L’approccio è quello della ‘psicologia del benessere’. “Essere atleta è una condizione mentale – evidenzia – alle ragazze dico sempre che, oltre a vincere, occorre essere esempio per gli altri, far vedere il bello dello sport. Avere un sano equilibrio psichico è una condizione necessaria per fare questo, oltre che per ottenere risultati sportivi”. Dopo le diffidenze iniziali, gli allenatori apprezzano questo tipo di intervento e ne vedono i risultati, anche sul piano della gestione della rabbia agonistica. “Se un atleta è arrabbiato – evidenzia – non si esprime bene, se invece riesce a tradurla in aggressività può diventare un atleta vincente. Si tratta di contenere e gestire le emozioni”. Sul lavoro di Luca nell’ultimo periodo ha influito molto la pandemia da Covid-19. “Le atlete hanno tra i 20 e i 30 anni – fa notare – e come tutti i ragazzi vivono di studio, sport e vita sociale, che sono venuti meno in questi mesi. Per chi si allenava 5, 6 o 10 ore al giorno, c’è stato un problema di identificazione, disturbi alimentari, ma anche di ansia o timore di andare fuori forma. Ho registrato casi di overtraining da parte di chi si è allenato più del dovuto per mantenere la condizione. Per qualcuno c’è stato anche un inizio di dropout, dovuto all’idea di non riuscire più a recuperare e quindi di voler abbandonare l’attività”.

Lo spostamento della data delle Olimpiadi ha consentito di poter lavorare con più calma su queste situazioni, grazie anche alla lungimiranza team italiano, che si è appoggiato molto al sostegno psicologico. “Personalmente l’ho improntata molto sul meccanismo di sfida – racconta de Rose – spiegando loro che l’atleta si vede nelle difficoltà e che avevano l’opportunità di dimostrare quanto valgono.

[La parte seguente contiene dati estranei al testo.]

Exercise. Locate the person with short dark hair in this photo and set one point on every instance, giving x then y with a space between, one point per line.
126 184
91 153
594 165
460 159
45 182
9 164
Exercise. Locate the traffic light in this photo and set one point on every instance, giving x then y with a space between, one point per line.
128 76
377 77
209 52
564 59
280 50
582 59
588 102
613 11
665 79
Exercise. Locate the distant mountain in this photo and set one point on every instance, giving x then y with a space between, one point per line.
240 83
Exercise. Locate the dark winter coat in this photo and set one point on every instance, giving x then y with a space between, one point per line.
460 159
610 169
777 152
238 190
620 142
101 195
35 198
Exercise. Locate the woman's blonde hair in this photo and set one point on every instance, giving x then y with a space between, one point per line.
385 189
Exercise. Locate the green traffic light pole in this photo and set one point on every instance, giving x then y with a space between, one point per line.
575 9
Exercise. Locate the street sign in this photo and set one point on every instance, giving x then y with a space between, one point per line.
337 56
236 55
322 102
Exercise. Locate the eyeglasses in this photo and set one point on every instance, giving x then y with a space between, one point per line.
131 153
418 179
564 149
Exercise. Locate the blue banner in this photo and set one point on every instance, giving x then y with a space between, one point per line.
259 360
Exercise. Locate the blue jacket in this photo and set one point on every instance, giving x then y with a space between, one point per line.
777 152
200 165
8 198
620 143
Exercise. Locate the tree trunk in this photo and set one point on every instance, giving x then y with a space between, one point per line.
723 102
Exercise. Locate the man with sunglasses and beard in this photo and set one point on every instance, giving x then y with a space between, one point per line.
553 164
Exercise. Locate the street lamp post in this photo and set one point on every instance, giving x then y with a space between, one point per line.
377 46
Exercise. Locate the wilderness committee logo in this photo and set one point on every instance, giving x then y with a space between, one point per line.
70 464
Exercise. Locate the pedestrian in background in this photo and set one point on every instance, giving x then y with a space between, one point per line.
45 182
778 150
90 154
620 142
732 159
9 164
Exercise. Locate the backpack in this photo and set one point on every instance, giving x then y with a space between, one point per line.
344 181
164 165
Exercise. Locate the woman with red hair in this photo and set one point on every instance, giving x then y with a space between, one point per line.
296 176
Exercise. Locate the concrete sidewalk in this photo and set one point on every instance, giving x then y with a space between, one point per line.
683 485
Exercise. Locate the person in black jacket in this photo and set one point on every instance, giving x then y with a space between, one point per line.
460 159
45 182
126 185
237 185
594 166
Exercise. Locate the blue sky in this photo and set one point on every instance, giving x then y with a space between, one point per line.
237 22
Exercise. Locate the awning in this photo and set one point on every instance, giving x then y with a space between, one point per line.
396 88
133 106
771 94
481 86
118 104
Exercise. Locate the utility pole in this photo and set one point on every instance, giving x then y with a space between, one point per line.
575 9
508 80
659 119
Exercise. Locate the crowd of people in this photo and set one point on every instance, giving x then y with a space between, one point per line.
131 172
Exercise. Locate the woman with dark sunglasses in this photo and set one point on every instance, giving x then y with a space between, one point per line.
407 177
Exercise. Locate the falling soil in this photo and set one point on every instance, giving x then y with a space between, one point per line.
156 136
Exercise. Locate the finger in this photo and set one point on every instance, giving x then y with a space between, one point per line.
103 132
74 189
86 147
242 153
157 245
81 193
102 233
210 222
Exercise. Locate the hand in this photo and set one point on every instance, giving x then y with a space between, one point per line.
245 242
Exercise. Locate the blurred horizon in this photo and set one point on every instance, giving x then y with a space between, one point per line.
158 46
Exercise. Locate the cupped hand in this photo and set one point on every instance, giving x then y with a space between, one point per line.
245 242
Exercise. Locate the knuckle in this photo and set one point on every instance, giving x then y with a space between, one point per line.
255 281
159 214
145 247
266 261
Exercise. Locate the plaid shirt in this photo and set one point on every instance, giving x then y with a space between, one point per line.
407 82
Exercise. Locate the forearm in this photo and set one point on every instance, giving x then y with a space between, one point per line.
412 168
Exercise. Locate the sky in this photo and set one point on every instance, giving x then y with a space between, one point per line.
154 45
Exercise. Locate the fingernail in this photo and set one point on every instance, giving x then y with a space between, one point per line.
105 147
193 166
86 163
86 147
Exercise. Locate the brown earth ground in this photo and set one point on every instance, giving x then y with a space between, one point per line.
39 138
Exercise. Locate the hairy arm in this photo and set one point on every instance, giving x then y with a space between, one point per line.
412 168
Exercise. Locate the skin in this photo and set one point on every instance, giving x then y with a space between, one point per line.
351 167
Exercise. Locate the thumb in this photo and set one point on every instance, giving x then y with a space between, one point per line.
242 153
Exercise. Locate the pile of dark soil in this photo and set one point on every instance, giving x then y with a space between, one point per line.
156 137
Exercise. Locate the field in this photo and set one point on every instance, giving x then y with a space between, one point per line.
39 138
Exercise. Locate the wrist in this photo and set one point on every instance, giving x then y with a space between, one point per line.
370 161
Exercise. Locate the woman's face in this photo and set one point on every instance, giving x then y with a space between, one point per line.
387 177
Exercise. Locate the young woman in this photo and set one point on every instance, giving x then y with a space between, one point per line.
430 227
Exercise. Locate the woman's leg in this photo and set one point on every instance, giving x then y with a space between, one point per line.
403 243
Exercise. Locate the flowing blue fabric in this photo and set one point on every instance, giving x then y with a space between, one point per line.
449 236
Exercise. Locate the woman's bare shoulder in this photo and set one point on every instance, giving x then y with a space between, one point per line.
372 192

La riapertura e la conferma dello svolgimento delle Olimpiadi ha fatto il resto”. Grazie alla campagna di sensibilizzazione lanciata dal Coni e dall’Italia Team, la figura dello psicologo dello sport sta trovando sempre più spazio. Guardando al futuro, Luca tira fuori dal cassetto il suo sogno: “Quando giocavo a tennis il preparatore atletico non era così comune come oggi – ricorda – ora è presente in qualsiasi centro sportivo. Mi piacerebbe che il mental coach fosse presente in ogni realtà, anche nelle palestre, e che tra 15-20 anni diventi una figura fondamentale nello staff di ogni atleta. A questi ragazzi vengono richiesti impegno e maturità non consoni alla loro età e su questo il supporto psicologico può essere determinante”.